3. Ask for executive summaries
In addition to the main paper, ask contributors to draft a one-page executive summary explaining:
- Why the paper is being brought to the board i.e. the material importance of the issue
- What the board is being asked to discuss, review, or decide after reading it
- The key data points that are presented and the conclusions reached.
This executive summary is a useful tool for directors in the meeting itself, who can consult it as a quick reference and aide-memoire during discussions. It keeps the conversation focused on what the board is being asked to achieve.
Adopting a more prescriptive approach to board paper format and executive summaries means writers know what is expected of them. This is also a benefit for senior executives, who are typically just as pressed for time as the directors for whom they are writing the report.

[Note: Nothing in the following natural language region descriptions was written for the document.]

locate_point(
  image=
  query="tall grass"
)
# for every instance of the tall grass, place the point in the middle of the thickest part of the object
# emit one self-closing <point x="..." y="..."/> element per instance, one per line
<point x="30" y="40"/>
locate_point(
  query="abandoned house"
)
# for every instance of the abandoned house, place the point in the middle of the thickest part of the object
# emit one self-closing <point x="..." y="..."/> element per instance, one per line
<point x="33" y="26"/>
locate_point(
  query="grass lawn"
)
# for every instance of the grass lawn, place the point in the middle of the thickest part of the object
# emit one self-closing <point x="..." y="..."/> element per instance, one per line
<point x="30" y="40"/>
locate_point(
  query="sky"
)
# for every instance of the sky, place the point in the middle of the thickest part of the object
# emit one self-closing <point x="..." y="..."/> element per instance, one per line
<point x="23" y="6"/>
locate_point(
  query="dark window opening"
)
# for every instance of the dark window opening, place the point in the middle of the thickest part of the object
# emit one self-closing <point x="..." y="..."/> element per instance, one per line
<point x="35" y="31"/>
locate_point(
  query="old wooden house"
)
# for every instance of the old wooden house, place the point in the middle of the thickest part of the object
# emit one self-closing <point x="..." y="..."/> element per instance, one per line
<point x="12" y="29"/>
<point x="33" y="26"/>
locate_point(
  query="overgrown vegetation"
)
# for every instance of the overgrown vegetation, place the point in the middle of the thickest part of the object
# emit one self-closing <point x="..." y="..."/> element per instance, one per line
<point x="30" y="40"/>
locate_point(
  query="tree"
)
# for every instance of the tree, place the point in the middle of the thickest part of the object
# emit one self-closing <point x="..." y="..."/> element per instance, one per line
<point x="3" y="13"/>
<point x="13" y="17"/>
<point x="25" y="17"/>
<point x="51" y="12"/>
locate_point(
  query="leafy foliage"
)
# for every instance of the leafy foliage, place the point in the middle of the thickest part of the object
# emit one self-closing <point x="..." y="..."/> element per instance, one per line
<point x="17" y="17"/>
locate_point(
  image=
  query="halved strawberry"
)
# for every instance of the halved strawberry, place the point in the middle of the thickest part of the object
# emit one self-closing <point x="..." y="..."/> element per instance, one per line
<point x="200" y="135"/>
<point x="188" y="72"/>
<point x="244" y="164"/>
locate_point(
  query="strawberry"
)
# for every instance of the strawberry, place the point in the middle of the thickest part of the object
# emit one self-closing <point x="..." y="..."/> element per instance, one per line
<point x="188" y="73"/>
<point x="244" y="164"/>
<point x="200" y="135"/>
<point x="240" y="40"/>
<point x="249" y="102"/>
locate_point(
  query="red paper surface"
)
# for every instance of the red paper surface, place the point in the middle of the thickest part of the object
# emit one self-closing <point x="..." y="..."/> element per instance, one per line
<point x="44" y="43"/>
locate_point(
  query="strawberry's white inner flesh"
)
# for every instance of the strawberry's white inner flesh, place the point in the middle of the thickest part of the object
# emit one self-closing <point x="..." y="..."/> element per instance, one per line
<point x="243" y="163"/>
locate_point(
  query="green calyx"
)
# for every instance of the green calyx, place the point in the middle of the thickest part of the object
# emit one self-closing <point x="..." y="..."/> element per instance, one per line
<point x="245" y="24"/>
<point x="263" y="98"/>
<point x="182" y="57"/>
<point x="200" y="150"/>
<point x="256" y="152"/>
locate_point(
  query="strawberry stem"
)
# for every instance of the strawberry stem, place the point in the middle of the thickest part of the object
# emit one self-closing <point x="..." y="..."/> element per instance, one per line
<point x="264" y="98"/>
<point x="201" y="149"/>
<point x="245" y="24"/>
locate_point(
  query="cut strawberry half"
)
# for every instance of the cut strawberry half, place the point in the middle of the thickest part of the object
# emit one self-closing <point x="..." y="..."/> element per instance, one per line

4. Use a template for board packs – consistency is key
There are two aspects to this, one related to format and the second to content. First, a consistent layout, format and navigation style for board packs helps directors by building familiarity. They know what to expect and how to navigate the pack, saving time both during preparation and in the meeting itself. If you are using board management software, the pack should be built around the agenda, with clickable links to the relevant supporting material for each item.
The second area where consistency is key is in reporting key performance indicators. Once KPIs have been identified, they should be reported in every board pack so trends can be identified. These KPIs should cover all aspects of the business including human resources, corporate social responsibility, for example, not just financial performance. This is particularly important right now, where ESG performance is having a visible impact on overall business performance.
The providers of these KPIs should be given standing calendar reminders that their data is due for submission well in advance of the deadline for sharing the board pack.
5. Evaluate and improve
If the board is not getting the right information, at the right time, in the right format, the business needs to know. Assessment of the quality and usability of board packs should be a standing item in the board evaluation schedule. This can be accomplished on an ongoing basis by including questions about board packs in post-meeting director questionnaires, but it should also be examined in more detail during the formal board evaluation process.
Board packs should help the organisation by providing the right information to the right people at the right time to enable effective decision-making. A successful board pack is one of the building blocks of good corporate governance, helping directors serve the organisation better and making the best use of their time and expertise. Getting it right will pay dividends across the business.